Every CISO knows they should have an incident response retainer. Most don't have one. The reason is usually some variation of: "We'll cross that bridge when we come to it" or "Our insurer will sort it."
Then the ransomware hits and they find out what that actually means in practice.
This piece breaks down what an IR retainer buys you, what it doesn't, and how to think about whether your organisation actually needs one. It's written from the perspective of practitioners who have responded to incidents both with and without a pre-existing retainer in place — the difference is stark.
The Call Nobody Plans For
Ransomware does not respect working hours. Across the incidents we have responded to, the plurality hit on a Friday evening or over a weekend — and that is not coincidence. Threat actors know that your IT team is reduced, your escalation paths are slower, and your leadership are harder to reach.
When the call comes — from your NOC, from an employee who can't open files, from your dark web monitoring alerting on your own domain — the clock starts. Every hour of delay in getting qualified incident responders on-site or working the problem has a measurable cost:
- Ransomware operators encrypt staging servers in batches. An hour of delay can mean the difference between 30% of your estate encrypted and 90%.

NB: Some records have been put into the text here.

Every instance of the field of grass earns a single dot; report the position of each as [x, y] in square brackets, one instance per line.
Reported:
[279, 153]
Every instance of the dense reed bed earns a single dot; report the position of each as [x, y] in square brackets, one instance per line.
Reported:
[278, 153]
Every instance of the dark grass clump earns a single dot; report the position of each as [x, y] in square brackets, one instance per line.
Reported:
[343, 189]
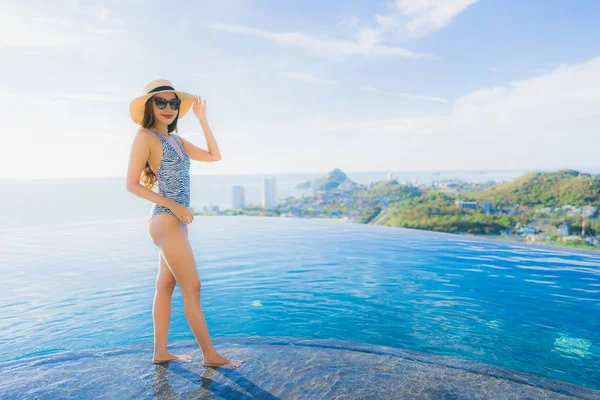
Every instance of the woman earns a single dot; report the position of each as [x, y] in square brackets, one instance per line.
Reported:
[159, 156]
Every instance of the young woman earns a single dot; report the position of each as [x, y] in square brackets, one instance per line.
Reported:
[160, 156]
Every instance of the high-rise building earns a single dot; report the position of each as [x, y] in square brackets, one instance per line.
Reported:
[269, 198]
[238, 197]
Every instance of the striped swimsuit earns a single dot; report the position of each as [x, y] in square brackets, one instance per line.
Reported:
[173, 176]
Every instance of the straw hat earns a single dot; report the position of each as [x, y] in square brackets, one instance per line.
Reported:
[136, 108]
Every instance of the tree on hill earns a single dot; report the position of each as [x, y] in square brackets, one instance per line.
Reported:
[545, 189]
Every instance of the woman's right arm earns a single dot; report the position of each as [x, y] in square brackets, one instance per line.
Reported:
[140, 153]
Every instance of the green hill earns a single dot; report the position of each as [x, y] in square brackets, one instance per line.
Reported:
[544, 189]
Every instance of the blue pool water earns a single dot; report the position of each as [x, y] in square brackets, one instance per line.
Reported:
[90, 285]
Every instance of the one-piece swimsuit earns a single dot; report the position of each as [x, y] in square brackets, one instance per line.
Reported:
[173, 177]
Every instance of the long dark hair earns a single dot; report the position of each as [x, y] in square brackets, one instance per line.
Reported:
[148, 177]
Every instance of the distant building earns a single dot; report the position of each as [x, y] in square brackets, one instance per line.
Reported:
[211, 207]
[238, 197]
[486, 207]
[269, 198]
[527, 230]
[347, 185]
[467, 204]
[563, 229]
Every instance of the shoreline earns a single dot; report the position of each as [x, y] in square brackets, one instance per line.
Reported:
[591, 250]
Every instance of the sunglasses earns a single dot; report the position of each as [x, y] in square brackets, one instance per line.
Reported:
[161, 103]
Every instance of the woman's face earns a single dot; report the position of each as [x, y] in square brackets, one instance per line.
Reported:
[167, 114]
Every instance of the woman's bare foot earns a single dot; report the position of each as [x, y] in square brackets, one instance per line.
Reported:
[219, 361]
[162, 358]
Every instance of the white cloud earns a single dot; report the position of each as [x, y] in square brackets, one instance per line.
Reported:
[307, 78]
[100, 96]
[427, 16]
[323, 47]
[349, 23]
[82, 28]
[405, 94]
[549, 121]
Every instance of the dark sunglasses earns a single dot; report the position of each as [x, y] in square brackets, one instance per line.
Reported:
[162, 103]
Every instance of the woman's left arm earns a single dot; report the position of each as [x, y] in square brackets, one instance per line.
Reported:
[194, 152]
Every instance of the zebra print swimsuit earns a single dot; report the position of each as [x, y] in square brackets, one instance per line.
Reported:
[173, 177]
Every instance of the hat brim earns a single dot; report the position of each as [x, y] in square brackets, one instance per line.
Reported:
[136, 108]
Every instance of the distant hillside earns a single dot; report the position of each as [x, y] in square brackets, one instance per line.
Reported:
[333, 180]
[545, 189]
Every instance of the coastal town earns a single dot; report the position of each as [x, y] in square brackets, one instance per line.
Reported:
[503, 210]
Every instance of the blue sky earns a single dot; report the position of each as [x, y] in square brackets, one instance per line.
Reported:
[306, 86]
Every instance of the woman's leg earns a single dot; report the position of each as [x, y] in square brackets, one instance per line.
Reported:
[161, 313]
[179, 258]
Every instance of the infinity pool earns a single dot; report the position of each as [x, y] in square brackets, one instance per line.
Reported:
[67, 290]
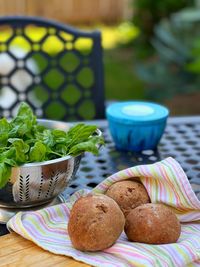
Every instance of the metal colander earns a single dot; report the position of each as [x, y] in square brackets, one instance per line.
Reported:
[34, 184]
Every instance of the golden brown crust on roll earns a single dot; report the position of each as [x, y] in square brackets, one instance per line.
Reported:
[128, 194]
[152, 224]
[95, 223]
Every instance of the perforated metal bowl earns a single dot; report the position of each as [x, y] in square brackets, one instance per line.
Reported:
[34, 184]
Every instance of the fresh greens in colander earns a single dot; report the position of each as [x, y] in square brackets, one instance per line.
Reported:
[22, 141]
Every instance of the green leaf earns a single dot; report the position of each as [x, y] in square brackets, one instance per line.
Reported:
[21, 149]
[37, 152]
[5, 172]
[79, 133]
[90, 146]
[47, 138]
[23, 123]
[23, 140]
[4, 130]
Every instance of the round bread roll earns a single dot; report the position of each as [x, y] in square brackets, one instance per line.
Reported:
[128, 194]
[95, 223]
[152, 224]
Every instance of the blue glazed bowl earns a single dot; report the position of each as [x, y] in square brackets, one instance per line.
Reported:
[136, 125]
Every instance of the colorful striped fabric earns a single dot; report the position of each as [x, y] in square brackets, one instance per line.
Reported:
[165, 182]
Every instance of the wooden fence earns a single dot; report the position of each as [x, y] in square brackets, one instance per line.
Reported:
[69, 11]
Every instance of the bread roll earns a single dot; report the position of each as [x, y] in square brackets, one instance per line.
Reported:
[95, 223]
[152, 224]
[128, 194]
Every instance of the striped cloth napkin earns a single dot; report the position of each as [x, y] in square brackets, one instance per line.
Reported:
[165, 182]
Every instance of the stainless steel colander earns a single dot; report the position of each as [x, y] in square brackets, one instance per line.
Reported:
[34, 184]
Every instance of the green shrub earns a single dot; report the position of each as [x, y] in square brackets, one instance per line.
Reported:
[175, 68]
[147, 13]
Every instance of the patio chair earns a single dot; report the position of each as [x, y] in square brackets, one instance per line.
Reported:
[55, 68]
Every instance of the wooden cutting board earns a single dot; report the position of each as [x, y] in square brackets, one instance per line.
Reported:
[16, 251]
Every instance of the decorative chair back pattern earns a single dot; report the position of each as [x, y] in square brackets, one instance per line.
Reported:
[55, 68]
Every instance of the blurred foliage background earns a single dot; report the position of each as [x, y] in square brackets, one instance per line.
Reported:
[151, 54]
[162, 62]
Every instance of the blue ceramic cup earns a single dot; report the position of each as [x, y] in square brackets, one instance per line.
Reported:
[136, 125]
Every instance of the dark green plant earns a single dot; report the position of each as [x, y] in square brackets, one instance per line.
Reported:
[147, 13]
[175, 68]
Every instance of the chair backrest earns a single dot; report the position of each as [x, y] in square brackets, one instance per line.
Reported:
[55, 68]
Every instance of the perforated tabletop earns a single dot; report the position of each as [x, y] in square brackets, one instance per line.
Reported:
[181, 141]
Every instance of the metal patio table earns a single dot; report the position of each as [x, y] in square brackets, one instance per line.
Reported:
[181, 141]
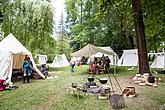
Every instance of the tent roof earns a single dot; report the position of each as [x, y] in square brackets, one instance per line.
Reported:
[89, 50]
[60, 61]
[131, 51]
[11, 44]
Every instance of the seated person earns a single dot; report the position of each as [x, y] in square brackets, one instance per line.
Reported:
[43, 70]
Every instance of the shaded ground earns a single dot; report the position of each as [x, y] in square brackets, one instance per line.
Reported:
[53, 94]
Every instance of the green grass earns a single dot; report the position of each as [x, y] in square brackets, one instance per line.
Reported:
[53, 94]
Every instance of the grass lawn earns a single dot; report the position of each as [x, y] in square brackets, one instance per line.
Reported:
[52, 94]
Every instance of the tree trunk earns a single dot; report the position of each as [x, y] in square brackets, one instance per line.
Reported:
[140, 37]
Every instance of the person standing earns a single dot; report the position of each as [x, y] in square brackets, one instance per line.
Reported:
[107, 64]
[27, 68]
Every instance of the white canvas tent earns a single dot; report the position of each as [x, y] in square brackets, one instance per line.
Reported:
[42, 59]
[129, 58]
[113, 57]
[159, 61]
[89, 50]
[60, 61]
[12, 54]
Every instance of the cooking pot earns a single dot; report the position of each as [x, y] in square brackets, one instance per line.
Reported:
[151, 79]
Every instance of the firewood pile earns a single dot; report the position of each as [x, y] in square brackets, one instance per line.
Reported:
[143, 80]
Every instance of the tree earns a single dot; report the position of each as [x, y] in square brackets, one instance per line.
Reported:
[140, 37]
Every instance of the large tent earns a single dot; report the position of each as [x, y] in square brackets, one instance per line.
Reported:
[129, 58]
[89, 50]
[113, 57]
[42, 59]
[159, 61]
[60, 61]
[12, 54]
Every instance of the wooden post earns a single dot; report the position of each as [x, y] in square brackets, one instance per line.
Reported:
[140, 37]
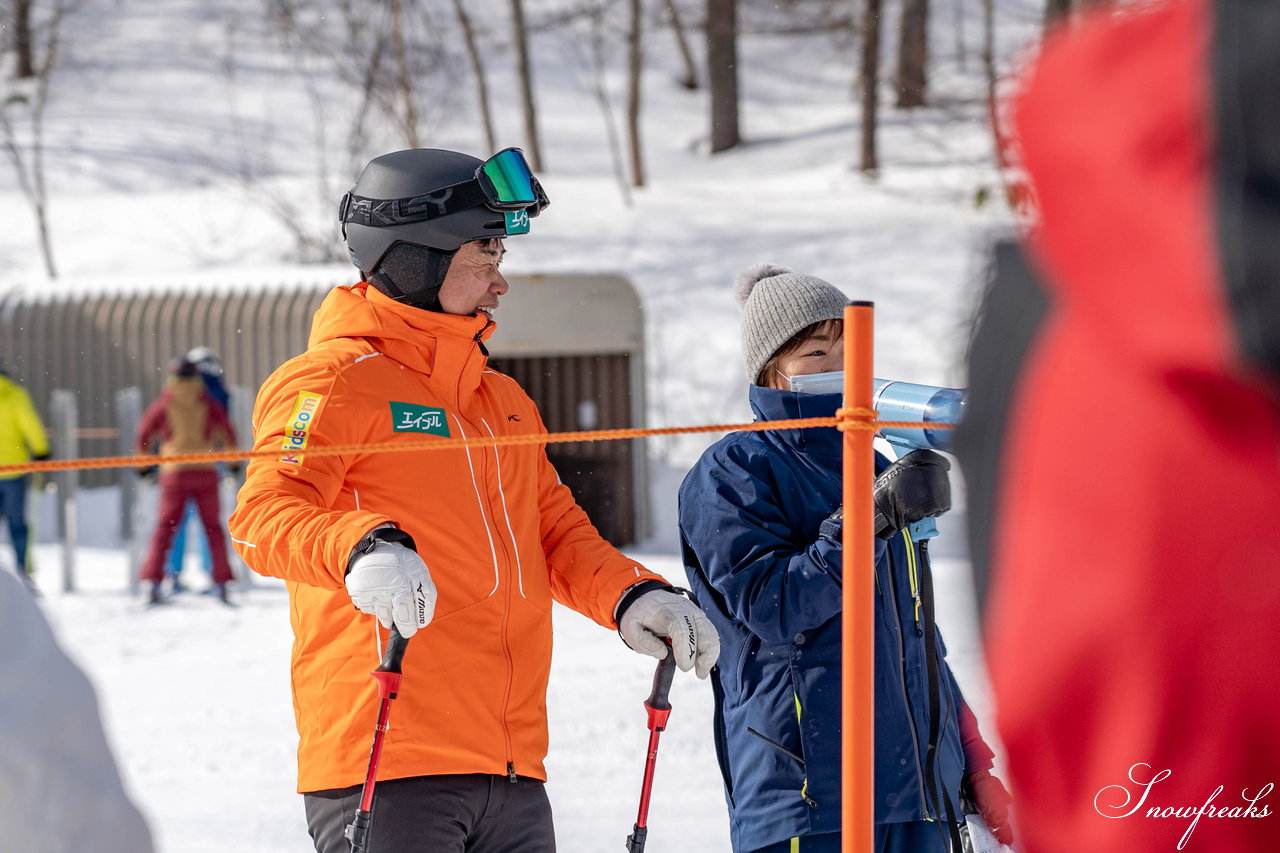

- Evidence is time-sensitive. Memory forensics, log preservation, and initial triage artefacts degrade or disappear. The faster you get DFIR practitioners working the problem, the more of your incident you can actually reconstruct.
- Negotiation posture weakens over time. Threat actors know you are panicking. Every hour without a coherent response strategy is an hour they are in the stronger position.
Without a retainer, here is what the first few hours typically look like: someone Googles for IR firms, calls a few numbers (half of which go to voicemail at 11pm), eventually reaches a firm, then spends the next two hours on commercial negotiations — rates, scope, NDAs, engagement letters — before a single practitioner has touched your environment.
We have seen organisations spend four hours on contract administration before anyone started technical work. Four hours.
What You Are Actually Buying
An IR retainer is not primarily about the hours. The hours matter, but they are the surface. What you are actually buying is five things:
1. The right to skip the queue
Good IR firms are busy. When a major ransomware campaign hits — a new LockBit variant, a widespread exploitation of a critical CVE, a large-scale RaaS campaign — every organisation that got hit is calling every IR firm simultaneously. Without a retainer, you are in that queue. With one, you are not.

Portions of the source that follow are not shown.